27 Vulpeculae

Observation data Epoch J2000 Equinox ICRS
- Constellation: Vulpecula
- Right ascension: 20^{h} 37^{m} 04.6724^{s}
- Declination: +26° 27′ 43.006″
- Apparent magnitude (V): 5.590

Characteristics
- Evolutionary stage: main sequence
- Spectral type: B9 V
- B−V color index: −0.050±0.004

Astrometry
- Radial velocity (R_{v}): −21.8±4.3 km/s
- Proper motion (μ): RA: 15.349±0.042 mas/yr Dec.: −11.775±0.040 mas/yr
- Parallax (π): 10.6692±0.0483 mas
- Distance: 306 ± 1 ly (93.7 ± 0.4 pc)
- Absolute magnitude (M_{V}): 0.65

Details
- Mass: 2.77±0.03 M_{☉}
- Radius: 3.1 R_{☉}
- Luminosity: 75.0+4.8 −4.5 L_{☉}
- Surface gravity (log g): 3.781 cgs
- Temperature: 10,789+50 −49 K
- Metallicity [Fe/H]: −0.27±0.04 dex
- Rotational velocity (v sin i): 335 km/s
- Other designations: 27 Vul, BD+25° 4302, FK5 3649, HD 196504, HIP 101716, HR 7880, SAO 88903

Database references
- SIMBAD: data

= 27 Vulpeculae =

Star in the constellation Vulpecula

27 Vulpeculae is a single, blue-white star in the northern constellation of Vulpecula. It is a dim star, visible to the naked eye, with an apparent visual magnitude of 5.59. An annual parallax shift of 10.6692±0.0483 mas provides a distance estimate of about 306 light-years. It is moving closer with a heliocentric radial velocity of −22 km/s, and will make perihelion passage at a distance of around 36.56 pc in 3.75 million years.

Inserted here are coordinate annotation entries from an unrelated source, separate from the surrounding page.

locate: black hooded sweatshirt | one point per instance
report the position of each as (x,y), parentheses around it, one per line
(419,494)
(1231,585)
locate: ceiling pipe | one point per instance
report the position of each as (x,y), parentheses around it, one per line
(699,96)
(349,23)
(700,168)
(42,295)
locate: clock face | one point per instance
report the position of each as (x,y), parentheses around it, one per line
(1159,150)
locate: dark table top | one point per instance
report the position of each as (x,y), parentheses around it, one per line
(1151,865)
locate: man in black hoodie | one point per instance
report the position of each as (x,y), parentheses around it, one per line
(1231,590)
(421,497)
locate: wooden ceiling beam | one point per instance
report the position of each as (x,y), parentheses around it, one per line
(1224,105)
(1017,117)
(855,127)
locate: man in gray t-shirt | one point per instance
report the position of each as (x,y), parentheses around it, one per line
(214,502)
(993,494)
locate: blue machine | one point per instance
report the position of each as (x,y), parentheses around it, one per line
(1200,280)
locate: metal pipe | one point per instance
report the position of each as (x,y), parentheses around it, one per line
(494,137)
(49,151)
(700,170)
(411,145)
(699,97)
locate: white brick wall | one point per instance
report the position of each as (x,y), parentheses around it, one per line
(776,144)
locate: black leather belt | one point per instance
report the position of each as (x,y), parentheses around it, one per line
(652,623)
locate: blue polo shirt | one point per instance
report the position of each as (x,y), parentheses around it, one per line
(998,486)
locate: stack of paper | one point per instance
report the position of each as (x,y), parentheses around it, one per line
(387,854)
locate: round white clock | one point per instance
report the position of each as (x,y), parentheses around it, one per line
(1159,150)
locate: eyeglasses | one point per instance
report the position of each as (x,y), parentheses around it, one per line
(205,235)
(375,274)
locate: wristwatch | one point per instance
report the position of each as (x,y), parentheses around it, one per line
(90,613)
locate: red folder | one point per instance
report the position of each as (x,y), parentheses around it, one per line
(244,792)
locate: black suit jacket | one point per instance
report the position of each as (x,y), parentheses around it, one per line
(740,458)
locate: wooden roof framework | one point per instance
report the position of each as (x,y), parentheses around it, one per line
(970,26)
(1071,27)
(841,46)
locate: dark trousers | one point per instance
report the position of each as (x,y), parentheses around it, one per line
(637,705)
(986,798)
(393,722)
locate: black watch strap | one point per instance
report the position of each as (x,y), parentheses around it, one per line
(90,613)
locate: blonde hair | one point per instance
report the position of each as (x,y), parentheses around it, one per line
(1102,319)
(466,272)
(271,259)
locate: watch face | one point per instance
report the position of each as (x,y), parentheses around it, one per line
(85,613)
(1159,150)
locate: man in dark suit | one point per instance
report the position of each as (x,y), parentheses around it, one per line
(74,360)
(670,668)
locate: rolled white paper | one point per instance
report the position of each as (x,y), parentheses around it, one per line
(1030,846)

This is a B-type main-sequence star with a stellar classification of B9 V. It is spinning rapidly, showing a projected rotational velocity of 335. The star has an estimated 2.77 times the mass of the Sun and about 3.1 times the Sun's radius. It is radiating 75 times the Sun's luminosity from its photosphere at an effective temperature of 10,789 K.

== BD Vulpeculae ==
The location of the reddish colored carbon star BD Vulpeculae (CCCS 2916 / CGCS 4915) is, as seen from Earth, immediately northeast of 27 Vulpeculae. Astronomers and amateur astronomers could use 27 Vulpeculae as guidestar to try to find BD Vulpeculae and to see the color contrast of the bluish white star 27 Vulpeculae and the nearby reddish carbon star.